My relationships have improved, my health has improved, and I feel better all round.
So why a course correction?
I’ve been feeling so much better that lately other, more difficult issues have risen to the surface. This is a good thing, but it demands a change in my approach.
Why is it a good thing?
The root causes of our problems are best not tackled directly until we are ready. It’s like removing a big tree: you first cut off the branches, then maybe cut off sections of the trunk, only when the branches and trunk are gone do you tackle the stump and the roots.
What are you now doing differently?
Up to now my A-H work has been based on effort – the effort of finding better-feeling thoughts, the effort of focusing on desires instead of fears, and the effort of going general or distracting myself.
This is okay, but making “work” out of it is ultimately unsustainable.

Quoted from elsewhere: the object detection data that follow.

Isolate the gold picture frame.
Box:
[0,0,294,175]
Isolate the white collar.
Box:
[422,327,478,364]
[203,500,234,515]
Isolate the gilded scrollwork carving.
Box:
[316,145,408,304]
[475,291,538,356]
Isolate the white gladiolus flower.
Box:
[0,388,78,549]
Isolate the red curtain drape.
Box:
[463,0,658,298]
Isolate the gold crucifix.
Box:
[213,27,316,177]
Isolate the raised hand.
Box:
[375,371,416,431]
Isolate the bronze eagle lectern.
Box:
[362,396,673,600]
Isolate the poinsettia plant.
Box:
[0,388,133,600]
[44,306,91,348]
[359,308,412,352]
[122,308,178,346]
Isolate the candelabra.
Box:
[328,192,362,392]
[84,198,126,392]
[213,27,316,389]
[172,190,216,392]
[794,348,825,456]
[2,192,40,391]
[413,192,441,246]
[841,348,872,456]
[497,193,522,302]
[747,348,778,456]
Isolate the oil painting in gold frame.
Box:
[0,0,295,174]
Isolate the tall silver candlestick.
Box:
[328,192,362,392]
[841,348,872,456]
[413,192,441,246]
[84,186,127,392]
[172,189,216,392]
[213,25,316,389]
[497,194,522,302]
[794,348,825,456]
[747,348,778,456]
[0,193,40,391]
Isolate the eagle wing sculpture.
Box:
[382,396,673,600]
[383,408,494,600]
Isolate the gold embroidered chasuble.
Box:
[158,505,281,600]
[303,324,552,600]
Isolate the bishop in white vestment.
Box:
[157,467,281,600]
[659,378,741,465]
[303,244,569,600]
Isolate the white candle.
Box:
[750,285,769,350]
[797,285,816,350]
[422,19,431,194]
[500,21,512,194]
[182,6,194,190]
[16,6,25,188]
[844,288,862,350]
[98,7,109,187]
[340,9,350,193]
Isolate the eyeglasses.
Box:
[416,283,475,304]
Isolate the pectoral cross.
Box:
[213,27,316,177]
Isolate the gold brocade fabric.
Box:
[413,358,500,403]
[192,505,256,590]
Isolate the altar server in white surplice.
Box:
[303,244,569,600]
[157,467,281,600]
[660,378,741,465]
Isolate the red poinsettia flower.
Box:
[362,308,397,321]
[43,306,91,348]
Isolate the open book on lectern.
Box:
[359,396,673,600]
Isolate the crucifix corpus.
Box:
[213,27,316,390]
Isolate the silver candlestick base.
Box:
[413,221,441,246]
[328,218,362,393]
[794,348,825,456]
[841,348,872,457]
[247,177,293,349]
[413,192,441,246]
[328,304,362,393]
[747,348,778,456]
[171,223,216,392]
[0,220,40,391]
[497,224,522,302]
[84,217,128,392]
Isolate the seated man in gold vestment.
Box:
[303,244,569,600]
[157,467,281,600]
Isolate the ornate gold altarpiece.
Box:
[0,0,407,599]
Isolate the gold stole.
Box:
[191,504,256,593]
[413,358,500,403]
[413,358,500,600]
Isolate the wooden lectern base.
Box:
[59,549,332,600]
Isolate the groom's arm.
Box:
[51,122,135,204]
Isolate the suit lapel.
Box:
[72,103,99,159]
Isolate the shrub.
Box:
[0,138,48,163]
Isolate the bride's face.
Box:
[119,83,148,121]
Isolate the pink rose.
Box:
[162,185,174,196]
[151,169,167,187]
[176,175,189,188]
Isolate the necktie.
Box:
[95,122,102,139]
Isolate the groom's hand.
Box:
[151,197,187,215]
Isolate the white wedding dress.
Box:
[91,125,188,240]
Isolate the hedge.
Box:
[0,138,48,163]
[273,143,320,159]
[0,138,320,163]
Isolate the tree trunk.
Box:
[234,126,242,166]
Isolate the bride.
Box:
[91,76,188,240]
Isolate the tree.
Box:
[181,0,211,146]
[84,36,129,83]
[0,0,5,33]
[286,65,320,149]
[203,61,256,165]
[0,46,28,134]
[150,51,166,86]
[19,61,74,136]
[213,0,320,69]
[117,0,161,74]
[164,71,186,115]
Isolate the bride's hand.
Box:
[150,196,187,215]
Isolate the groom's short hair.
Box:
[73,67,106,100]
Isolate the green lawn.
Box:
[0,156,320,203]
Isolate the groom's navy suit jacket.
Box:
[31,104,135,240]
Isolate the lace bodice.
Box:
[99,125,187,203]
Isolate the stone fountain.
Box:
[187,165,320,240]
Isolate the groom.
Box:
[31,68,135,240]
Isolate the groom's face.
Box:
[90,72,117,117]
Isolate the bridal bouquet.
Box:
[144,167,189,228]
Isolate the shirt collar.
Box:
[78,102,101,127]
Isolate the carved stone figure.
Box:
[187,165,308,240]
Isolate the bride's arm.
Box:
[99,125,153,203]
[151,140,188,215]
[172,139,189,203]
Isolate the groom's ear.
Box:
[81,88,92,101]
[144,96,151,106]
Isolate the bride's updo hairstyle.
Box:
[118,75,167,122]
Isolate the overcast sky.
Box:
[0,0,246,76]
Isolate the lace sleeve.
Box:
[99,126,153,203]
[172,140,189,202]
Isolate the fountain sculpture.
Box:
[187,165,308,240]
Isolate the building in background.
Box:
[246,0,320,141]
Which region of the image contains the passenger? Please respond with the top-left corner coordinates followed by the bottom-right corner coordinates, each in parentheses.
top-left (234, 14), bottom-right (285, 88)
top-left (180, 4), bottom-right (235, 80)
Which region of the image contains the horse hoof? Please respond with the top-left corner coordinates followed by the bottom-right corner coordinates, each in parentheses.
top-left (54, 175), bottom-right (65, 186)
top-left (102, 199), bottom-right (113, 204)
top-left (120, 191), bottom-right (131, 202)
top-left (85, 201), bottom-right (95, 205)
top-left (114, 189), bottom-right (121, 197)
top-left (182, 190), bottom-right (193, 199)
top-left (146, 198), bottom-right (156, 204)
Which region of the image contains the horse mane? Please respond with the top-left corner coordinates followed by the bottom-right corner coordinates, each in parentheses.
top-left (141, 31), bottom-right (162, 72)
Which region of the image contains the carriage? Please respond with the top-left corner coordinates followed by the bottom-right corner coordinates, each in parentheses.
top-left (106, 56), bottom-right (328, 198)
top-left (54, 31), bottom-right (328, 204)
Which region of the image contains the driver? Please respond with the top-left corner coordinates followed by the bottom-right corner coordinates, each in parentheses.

The bottom line is that we already want to feel better, and it shouldn’t take a convoluted effort to get us there.
The upshot is that part of me has been feeling a whole lot worse than I was willing to acknowledge, and having “work” to do helped me escape and delay facing those negative feelings.
Again, that’s not bad. Giving myself that delay and reprieve allowed me to improve my life in numerous other ways. It’s a bit like needing to build your physical strength before undergoing a major surgery or treatment.
So what I’m now doing differently is acknowledging the negative emotions I previously tried to escape. This is hard, but I keep reminding myself these emotions are a form of contrast, and contrast means something good is coming. Or like a physical pain, the pain means your body is responding. Help is on the way.
This reminder is enough. Instead of running off looking for a way to “solve” these negative emotions, I’m letting them stand in acceptance of them, trusting that this contrast is concurrently informing desires and calling forth a genuinely improved way of being.
I may be feeling a whole lot worse, but at least it’s whole rather than fragmented.